7. Supporting the growing plants keeps the fruit out of the dirt and away from small animals, and is easier to put supports in place before the plants need them. Remember that many varieties of tomato plants will grow 4 or 5 feet high the stakes or tomato cages that you buy in the spring might look sturdy enough when the plant is only a few inches tall.  But before you buy any type of support materials, ask yourself if they would support a five foot plant weighted with fruit.

About Pinching Annuals

Q.  I have often seen instructions to pinch annuals to keep them bushy.  What does this mean? I have grown impatiens for years and never pinched the plants.

A.  One of the reasons that people love impatiens is that they are so low-maintenance you don't have to pinch them, or remove the spent flowers! Other annuals, however, will be fuller, bushier, and have more flowers if their growing tips are occasionally pinched off.  With some exceptions, this is more important when the plants are small than it is when they are larger and more fully developed.  (Petunias are the most important exception they should be pinched throughout the summer.)

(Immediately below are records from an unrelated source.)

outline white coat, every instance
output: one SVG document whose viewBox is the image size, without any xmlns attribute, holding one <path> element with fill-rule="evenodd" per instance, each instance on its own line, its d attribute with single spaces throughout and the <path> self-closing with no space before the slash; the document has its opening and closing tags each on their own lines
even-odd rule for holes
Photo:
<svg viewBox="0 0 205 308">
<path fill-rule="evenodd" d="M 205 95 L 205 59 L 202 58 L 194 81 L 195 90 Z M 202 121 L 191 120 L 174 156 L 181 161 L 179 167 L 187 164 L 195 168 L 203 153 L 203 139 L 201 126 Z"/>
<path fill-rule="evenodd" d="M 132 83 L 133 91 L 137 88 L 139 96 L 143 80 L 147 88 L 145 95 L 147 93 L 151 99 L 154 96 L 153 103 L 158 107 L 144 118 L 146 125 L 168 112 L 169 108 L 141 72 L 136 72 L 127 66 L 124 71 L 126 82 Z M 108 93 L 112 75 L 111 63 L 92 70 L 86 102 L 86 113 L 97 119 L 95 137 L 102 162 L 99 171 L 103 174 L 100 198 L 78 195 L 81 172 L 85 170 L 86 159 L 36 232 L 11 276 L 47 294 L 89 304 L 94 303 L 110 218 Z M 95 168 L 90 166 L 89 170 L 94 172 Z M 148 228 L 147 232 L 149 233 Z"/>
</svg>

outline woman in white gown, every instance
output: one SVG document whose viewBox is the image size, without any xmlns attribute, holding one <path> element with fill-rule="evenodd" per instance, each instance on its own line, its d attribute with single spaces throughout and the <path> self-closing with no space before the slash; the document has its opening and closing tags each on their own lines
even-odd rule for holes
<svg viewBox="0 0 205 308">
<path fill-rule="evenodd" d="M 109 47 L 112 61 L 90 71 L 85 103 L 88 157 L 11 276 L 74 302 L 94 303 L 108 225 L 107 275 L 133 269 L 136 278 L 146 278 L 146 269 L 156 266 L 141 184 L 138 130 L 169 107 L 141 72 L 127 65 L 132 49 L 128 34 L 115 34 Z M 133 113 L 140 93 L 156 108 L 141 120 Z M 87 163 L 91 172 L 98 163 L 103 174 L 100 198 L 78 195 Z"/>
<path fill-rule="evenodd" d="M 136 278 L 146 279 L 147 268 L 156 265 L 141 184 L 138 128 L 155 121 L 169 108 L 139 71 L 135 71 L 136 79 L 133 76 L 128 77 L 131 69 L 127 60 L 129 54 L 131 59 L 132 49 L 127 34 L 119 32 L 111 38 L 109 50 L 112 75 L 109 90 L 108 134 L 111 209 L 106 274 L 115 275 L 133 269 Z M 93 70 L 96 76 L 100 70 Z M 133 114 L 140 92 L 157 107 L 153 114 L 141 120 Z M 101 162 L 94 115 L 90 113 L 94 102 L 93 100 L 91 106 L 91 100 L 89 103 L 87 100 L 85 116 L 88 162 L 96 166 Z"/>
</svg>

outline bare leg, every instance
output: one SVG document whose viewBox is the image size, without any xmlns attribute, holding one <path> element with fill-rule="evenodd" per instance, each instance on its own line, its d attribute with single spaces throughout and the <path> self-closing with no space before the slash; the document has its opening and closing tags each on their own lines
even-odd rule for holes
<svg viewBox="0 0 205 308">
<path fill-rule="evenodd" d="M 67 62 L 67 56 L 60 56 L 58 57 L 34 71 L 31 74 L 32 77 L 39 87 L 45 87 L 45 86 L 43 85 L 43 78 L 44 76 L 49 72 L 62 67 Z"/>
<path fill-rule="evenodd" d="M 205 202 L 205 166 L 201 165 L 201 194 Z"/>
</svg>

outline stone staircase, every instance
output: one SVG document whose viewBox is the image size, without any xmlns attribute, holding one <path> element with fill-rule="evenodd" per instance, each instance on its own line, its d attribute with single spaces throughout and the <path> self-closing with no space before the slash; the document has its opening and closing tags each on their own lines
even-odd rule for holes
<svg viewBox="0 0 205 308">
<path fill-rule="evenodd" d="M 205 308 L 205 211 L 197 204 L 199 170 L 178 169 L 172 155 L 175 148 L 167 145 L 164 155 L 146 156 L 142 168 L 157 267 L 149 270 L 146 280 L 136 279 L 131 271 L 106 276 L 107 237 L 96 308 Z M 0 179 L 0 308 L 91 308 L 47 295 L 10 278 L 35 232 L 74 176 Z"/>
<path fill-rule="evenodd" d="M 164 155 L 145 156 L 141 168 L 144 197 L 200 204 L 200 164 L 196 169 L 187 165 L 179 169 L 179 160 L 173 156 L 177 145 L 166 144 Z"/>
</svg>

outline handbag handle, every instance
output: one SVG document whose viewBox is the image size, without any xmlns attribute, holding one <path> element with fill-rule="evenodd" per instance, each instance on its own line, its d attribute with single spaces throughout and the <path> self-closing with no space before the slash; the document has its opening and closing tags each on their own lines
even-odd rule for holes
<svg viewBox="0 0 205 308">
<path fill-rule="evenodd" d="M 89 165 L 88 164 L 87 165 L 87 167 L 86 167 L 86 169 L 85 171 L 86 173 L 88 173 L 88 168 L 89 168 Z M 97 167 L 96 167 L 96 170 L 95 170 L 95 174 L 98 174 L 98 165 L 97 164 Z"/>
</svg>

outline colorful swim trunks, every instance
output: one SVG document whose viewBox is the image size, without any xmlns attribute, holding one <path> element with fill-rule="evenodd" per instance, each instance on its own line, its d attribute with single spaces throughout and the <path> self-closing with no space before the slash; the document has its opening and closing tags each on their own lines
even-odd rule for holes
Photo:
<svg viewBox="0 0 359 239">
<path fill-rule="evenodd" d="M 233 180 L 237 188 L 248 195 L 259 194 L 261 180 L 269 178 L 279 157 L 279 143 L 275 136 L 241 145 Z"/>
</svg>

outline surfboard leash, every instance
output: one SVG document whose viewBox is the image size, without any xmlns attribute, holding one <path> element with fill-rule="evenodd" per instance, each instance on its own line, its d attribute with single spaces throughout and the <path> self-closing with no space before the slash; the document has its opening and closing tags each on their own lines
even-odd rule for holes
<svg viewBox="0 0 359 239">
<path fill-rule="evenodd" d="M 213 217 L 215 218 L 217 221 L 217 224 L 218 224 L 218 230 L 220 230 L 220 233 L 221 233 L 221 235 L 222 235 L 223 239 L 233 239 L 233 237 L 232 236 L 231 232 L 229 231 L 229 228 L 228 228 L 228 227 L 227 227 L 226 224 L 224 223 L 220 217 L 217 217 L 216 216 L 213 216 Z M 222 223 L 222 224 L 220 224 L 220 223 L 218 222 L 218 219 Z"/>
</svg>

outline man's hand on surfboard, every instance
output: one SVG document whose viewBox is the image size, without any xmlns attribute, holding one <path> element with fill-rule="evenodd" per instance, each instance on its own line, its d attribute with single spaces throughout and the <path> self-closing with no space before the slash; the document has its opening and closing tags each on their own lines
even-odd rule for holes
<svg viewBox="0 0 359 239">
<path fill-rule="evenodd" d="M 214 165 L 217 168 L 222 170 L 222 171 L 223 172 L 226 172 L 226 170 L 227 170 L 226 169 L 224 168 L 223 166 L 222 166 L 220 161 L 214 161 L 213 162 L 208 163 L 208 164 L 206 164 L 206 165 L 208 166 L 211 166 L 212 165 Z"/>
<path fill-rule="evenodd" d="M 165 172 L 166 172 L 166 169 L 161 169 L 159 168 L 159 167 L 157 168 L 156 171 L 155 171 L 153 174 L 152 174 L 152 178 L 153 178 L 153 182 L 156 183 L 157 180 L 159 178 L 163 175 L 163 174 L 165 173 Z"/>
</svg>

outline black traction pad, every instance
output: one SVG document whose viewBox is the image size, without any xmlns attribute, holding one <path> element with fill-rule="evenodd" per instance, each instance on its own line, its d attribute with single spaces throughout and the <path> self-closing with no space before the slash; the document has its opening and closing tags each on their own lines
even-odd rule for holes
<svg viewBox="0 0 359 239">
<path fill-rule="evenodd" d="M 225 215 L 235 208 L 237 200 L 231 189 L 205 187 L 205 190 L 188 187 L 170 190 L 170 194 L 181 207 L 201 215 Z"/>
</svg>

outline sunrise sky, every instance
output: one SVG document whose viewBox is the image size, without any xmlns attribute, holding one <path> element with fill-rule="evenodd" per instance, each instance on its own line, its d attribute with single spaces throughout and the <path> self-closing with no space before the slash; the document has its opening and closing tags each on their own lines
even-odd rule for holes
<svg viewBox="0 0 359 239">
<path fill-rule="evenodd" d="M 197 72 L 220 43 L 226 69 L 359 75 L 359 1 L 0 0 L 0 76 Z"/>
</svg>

The growing tips are the newest, smallest leaves; if these are removed the plant will grow two or more branches to replace the single branch that was pinched.  If one flower was going to grow at the end of one branch, you can see that by encouraging two or more shoots to grow that you will have more flowers.  Some annuals that respond well to pinching are geraniums, ageratum, and petunias.  Zinnias, cosmos, cleome, and marigolds will branch-out well when they are pinched once, when they are young plants.